Business and civic energy at NyE Communities Coalition
The NyE Communities Coalition, 1020 E. Wilson Road, keeps surfacing as more than a venue. The Pahrump Community Business Fair will bring residents through its doors again on June 13, and the coalition has already proven it can handle countywide turnout by hosting major resource fairs that draw hundreds and feature dozens of organizations, businesses and entities. That matters because it shows how quickly a single site can become a practical hub for commerce, services and public access.

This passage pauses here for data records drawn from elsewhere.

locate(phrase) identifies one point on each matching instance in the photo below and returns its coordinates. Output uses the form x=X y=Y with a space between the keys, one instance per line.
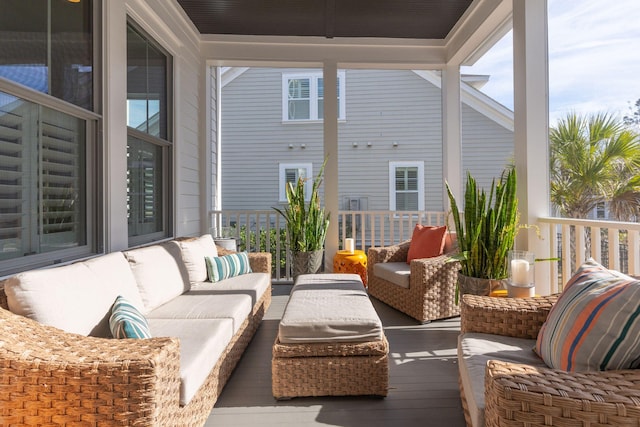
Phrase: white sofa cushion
x=117 y=280
x=202 y=342
x=395 y=272
x=160 y=273
x=475 y=350
x=205 y=306
x=329 y=308
x=193 y=253
x=77 y=297
x=252 y=284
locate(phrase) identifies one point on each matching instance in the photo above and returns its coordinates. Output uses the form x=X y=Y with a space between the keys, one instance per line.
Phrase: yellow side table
x=351 y=262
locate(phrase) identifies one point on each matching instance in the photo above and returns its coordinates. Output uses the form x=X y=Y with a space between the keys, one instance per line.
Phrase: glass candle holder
x=521 y=274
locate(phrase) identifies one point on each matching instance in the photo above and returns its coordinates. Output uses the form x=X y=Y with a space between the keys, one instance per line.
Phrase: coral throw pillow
x=595 y=324
x=427 y=242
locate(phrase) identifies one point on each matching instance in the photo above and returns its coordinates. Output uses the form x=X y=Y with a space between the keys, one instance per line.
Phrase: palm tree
x=594 y=159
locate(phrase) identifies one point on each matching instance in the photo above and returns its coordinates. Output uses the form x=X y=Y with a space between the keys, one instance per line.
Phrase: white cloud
x=594 y=58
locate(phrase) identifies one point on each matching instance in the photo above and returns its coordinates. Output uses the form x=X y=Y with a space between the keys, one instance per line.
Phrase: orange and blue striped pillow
x=595 y=324
x=223 y=267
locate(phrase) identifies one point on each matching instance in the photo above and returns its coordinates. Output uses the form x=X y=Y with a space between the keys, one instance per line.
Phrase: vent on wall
x=354 y=203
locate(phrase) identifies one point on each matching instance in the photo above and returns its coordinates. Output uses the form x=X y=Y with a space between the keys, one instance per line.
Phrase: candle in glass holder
x=520 y=272
x=349 y=245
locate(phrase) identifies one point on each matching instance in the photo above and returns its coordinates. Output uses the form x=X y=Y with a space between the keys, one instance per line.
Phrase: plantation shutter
x=62 y=160
x=14 y=178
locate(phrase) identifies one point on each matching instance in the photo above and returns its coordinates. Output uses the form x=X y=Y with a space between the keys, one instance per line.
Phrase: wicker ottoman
x=330 y=341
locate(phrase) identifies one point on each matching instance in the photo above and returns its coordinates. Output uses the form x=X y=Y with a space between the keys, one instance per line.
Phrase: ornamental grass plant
x=306 y=222
x=487 y=229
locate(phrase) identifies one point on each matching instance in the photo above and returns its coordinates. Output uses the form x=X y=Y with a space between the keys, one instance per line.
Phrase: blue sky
x=594 y=58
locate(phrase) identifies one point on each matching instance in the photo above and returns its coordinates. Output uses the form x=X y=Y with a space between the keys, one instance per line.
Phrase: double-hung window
x=290 y=173
x=303 y=96
x=406 y=186
x=149 y=141
x=49 y=159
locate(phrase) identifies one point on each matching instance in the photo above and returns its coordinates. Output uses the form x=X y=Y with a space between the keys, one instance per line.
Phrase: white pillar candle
x=349 y=245
x=520 y=291
x=520 y=272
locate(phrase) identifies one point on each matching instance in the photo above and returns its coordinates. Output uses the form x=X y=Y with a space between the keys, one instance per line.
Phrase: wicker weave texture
x=357 y=375
x=432 y=284
x=520 y=395
x=51 y=377
x=514 y=317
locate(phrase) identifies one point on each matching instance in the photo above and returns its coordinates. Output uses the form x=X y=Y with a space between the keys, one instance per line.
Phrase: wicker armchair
x=52 y=377
x=432 y=284
x=521 y=395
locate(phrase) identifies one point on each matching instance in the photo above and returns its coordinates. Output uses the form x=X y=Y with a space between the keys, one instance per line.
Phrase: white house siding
x=164 y=21
x=382 y=107
x=487 y=147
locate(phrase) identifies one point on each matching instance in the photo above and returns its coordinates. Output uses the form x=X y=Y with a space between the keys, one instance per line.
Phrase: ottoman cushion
x=329 y=308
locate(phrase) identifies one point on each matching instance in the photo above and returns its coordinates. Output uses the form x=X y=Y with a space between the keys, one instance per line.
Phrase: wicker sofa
x=52 y=376
x=499 y=388
x=423 y=289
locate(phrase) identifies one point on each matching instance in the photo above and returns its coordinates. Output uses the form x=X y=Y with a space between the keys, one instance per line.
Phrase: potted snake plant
x=486 y=232
x=306 y=224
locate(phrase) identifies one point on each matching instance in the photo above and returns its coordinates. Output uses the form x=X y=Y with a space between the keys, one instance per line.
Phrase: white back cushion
x=76 y=298
x=193 y=253
x=160 y=273
x=68 y=297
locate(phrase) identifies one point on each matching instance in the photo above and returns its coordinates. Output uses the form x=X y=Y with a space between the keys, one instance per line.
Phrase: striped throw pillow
x=595 y=324
x=126 y=321
x=223 y=267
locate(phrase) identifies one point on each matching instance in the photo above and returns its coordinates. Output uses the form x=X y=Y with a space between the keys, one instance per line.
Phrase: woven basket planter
x=477 y=286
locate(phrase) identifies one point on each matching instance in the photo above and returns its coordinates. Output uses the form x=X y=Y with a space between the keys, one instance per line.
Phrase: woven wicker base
x=335 y=369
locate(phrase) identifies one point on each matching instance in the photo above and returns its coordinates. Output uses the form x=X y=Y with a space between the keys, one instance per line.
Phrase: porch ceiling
x=403 y=19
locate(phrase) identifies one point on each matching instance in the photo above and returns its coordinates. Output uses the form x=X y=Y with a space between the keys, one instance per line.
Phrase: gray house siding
x=487 y=147
x=382 y=108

The Social Services Fair is a good example of why people watch the coalition calendar closely. It pulled in longtime residents, newcomers, families, children and seniors, which is the kind of broad reach that gives these events real civic value. In a county where information can be scattered, one strong gathering point can do the work of several separate notices.

Holiday-weekend logistics that affect daily life
The Pahrump Community Swimming Pool adds a more immediate layer to the schedule. The 6-lane, 25-yard outdoor pool at 150 N. Highway 160 opened for a Memorial Day weekend soft launch with open swim only from noon to 6 p.m., and daily summer hours then began the following Monday. For families, lap swimmers and anyone looking for relief from the heat, that kind of detail is the difference between a plan and a missed opportunity.
The Town of Pahrump also set up the Pahrump Fireworks Safety Site for Memorial Day weekend at 3770 Fox Ave., at the corner of Fox Avenue and Gamebird Road. Hours were 7 p.m. to 11 p.m. each night, weather permitting. In practical terms, that is one of the county’s clearest public-safety listings, giving residents a designated place for holiday preparations instead of leaving them to improvise.
Tonopah still claims a place on the county calendar
The roundup does not stop at Pahrump. Tonopah’s Jim Butler Days remains a major draw, and its 55th annual celebration leans directly into the town’s silver-rush identity. The festival commemorates the 1900 discovery that helped make Tonopah a mining boomtown, and it brings hundreds of visitors into the parade and festival area over Memorial Day weekend.
That historical thread still gives the event its power. Jim Butler Days is not just a small-town party; it is a public reminder of how Tonopah’s identity was built and why the town continues to mark that legacy year after year. For anyone tracking countywide events, it is one of the few gatherings that combines heritage, tourism and local visibility in a single weekend.
Entertainment with a direct local payoff
The Nevada Silver Tappers’ annual USO Benefit Show at the Saddle West Showroom also deserves attention because the entertainment serves a specific charitable purpose. The troupe stages two benefit shows each year for local causes, and recent beneficiaries have included American Legion Post #22 and the Veterans of Foreign Wars Post #10054 Veterans’ Food Bank. That makes the show more than a performance date, it is a fundraising channel tied to veteran support in Pahrump.
Taken together, the fair, the pool, the fireworks site, the senior-center routines, the choir practice and Tonopah’s festival show how Nye County actually functions from one week to the next. The strongest events are the ones that send people somewhere useful, whether that means meeting a business owner, getting exercise, hearing music, supporting veterans or finding a family outing close to home.
This article was produced by Prism’s automated news system from verified source data, official records, and press releases, then run through automated quality and moderation checks before publishing. The system is built and supervised by the people who set the standards it runs under. Read our full AI policy.
Did this article answer your question?